Regarding other countries, while the Russian Federation was under consideration, we’ve opted not to pursue it. Instead, we’re directing our focus towards Uzbekistan and Kyrgyzstan—our surveys indicate a demand for our services there, and we have a solid understanding of how to operate in those regions. Looking ahead, we have plans to expand to Turkey and Southeast Asia.

— What potential improvements can be made in Kazakhstan to streamline the advancement of your project? Are there areas such as startup infrastructure or housing services and utilities where changes could facilitate development?

— When it comes to startups, everything is going well. Astana Hub stands out as a top-notch state initiative that fosters the industry and provides valuable support to projects. The key here is to maintain our momentum and keep pushing forward.

On the other hand, with regards to residential relationships, there are challenges stemming from the attitudes of government clerks. Ministries have subsidiary organizations that are also working on digitizing property owners’ associations. Unfortunately, these efforts often result in barriers that disrupt private projects like ours. If the interests of specific groups cease to hold sway through lobbying, and if the clerks are genuinely motivated to advance the sector and create favorable conditions, we have the potential to achieve successful digitalization of the housing services and utilities domain. In such a scenario, Kazakhstan could set a positive example for other countries.

— To what extent is it feasible to expand your model to other countries?

— During our participation in the Scalerator program by Astana Hub, we underwent significant improvements that enhanced our capacity to expand into new markets. As a private project, we chose Turkey and began studying the local legislation, despite the noticeable differences. We identified challenges and devised solutions for them. We initiated two pilot projects, but unfortunately, due to an earthquake, we had to temporarily halt all activities there.

Moreover, we identified a unique niche in Turkey, specifically involving buildings where apartment owners are foreigners. Often, in such cases, management companies struggle with fair tariff and service practices. Our E-knot platform has the potential to assist these owners in coming together and managing their buildings from various countries. We’ve already started working on this solution, and we anticipate revisiting it next year.

— Does the unique nature of each country’s specifics make scaling your service a challenging endeavor?

— When it comes to the model of uniting residents and facilitating their voting in compliance with local legislation, selling the application directly from Kazakhstan to Turkey is indeed an almost impossible task. There are legal complexities, language barriers, differences in mentality, and other factors at play. This type of project necessitates the involvement of a local company that operates within that specific area and understands its intricacies.

On the other hand, if we’re discussing the automation and digitalization of the operations of management companies (including dispatcher services and employee oversight), we don’t foresee significant barriers, aside from the need to adapt the interface and application to the local context.

— Have you considered the possibility of expanding your project to the USA or a similar country where property value is highly recognized? Could it potentially be easier to develop the project there compared to post-Soviet countries?

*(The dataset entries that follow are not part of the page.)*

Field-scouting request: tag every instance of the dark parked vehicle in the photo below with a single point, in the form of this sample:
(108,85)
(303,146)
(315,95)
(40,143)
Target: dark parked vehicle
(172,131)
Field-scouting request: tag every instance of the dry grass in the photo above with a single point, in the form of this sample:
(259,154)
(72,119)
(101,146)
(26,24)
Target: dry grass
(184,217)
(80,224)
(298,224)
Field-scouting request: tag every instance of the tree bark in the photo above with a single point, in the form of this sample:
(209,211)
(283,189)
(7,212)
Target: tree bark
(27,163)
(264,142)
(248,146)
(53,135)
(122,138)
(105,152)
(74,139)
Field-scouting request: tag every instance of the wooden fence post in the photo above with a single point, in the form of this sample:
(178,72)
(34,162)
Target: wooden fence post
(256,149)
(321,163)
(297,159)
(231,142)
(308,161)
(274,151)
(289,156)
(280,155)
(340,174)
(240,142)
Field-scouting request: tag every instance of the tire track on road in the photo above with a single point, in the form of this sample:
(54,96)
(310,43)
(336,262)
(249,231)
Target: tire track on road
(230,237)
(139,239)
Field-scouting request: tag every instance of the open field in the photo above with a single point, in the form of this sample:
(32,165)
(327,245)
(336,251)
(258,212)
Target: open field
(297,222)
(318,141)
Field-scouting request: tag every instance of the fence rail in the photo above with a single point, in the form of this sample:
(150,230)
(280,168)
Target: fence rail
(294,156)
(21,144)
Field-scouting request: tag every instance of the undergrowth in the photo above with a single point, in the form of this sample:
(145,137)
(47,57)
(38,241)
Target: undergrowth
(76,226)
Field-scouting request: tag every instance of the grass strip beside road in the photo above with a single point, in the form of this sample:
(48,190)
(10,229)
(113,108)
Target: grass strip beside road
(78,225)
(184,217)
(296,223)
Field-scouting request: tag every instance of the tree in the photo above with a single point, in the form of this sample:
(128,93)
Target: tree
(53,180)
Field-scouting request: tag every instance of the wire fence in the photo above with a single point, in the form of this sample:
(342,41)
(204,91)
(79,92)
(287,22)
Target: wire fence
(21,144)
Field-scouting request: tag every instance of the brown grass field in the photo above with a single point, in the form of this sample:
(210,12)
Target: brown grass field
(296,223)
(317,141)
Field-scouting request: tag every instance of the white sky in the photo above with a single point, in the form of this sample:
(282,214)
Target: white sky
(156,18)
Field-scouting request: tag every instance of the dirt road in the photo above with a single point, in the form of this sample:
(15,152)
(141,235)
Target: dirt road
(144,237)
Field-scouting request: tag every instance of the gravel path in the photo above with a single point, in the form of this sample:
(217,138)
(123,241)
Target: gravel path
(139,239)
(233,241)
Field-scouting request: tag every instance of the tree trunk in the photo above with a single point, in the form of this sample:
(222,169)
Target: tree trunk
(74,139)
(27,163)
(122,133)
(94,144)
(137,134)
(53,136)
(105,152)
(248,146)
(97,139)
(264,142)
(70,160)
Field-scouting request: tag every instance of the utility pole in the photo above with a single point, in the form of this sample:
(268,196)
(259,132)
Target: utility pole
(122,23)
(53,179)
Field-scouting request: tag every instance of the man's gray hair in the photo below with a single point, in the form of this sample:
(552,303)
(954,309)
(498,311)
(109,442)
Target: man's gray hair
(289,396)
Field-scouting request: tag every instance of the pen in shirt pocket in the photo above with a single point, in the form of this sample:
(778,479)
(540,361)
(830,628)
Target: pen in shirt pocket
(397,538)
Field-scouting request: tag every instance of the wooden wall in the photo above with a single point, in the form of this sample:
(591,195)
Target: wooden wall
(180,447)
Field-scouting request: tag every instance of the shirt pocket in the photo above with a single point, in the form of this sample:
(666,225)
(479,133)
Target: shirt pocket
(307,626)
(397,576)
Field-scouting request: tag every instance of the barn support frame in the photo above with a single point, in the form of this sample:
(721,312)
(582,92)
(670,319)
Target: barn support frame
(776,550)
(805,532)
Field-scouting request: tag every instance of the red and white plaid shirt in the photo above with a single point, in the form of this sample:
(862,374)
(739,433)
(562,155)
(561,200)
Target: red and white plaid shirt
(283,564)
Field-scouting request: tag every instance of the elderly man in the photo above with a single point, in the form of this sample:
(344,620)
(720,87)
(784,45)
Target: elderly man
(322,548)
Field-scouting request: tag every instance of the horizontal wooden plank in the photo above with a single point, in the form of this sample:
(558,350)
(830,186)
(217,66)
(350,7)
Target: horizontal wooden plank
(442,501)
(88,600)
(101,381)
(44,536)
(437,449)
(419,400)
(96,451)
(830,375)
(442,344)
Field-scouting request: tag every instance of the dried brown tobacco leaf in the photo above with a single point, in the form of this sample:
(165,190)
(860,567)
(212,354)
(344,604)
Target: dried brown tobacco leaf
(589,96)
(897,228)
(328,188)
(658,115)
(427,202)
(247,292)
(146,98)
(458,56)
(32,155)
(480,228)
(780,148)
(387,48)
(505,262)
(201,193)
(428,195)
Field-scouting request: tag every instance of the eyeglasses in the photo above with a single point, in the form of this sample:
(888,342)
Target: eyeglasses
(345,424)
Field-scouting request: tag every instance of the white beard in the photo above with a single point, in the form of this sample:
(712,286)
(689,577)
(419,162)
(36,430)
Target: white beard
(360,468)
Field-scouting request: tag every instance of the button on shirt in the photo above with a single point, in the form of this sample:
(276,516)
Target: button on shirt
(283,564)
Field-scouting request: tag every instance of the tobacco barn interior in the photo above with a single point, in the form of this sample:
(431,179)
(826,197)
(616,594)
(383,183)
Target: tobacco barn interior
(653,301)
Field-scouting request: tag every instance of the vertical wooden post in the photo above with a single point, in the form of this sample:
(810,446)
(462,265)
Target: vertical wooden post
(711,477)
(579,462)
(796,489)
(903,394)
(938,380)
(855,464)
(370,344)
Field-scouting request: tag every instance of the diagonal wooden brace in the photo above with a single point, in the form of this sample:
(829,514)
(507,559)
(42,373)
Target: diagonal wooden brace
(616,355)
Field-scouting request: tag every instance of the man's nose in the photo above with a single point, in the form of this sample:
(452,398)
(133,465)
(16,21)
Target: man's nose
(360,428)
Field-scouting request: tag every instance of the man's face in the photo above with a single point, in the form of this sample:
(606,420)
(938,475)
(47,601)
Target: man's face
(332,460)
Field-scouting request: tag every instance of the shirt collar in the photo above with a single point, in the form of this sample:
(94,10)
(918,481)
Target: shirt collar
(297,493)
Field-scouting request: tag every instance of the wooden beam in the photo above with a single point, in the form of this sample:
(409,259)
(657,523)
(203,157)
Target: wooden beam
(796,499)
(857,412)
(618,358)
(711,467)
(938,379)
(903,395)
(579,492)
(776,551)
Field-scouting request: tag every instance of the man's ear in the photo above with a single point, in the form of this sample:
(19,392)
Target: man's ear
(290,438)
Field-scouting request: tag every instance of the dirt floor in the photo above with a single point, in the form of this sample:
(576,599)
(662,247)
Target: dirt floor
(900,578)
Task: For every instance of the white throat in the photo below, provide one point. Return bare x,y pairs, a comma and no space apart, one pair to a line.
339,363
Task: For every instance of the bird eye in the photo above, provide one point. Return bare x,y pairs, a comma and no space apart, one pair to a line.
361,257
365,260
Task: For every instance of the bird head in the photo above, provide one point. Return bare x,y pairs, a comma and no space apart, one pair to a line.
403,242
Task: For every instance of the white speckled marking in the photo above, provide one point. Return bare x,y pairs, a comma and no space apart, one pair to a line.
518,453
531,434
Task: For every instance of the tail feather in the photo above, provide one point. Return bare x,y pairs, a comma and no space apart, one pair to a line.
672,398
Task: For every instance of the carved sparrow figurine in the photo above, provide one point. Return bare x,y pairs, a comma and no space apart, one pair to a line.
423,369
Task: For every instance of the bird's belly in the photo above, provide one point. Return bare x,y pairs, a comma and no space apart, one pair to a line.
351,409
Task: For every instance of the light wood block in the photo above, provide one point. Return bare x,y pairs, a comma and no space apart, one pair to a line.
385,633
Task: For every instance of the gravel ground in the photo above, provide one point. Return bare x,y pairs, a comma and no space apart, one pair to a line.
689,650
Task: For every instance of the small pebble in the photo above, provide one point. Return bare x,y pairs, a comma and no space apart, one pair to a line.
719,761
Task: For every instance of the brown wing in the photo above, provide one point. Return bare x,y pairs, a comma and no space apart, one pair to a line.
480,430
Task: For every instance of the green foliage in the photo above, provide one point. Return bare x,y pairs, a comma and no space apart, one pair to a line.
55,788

— Certainly, we can acknowledge the challenges here and think about going to more favorable markets, but there’s also a sense of patriotism and recognition that we should establish our presence here first before expanding into other markets.

We’ve mastered the art of working with the inertia of our people, knowing how to rouse them, and we’ve begun generating revenue from this approach. The current market in Kazakhstan and neighboring countries provides a stable foundation for the project. Once we’ve solidified our position here, we can contemplate expansion to countries like the USA.

While Kazakhstan presents its fair share of obstacles, overcoming them will make us stronger and significantly more efficient.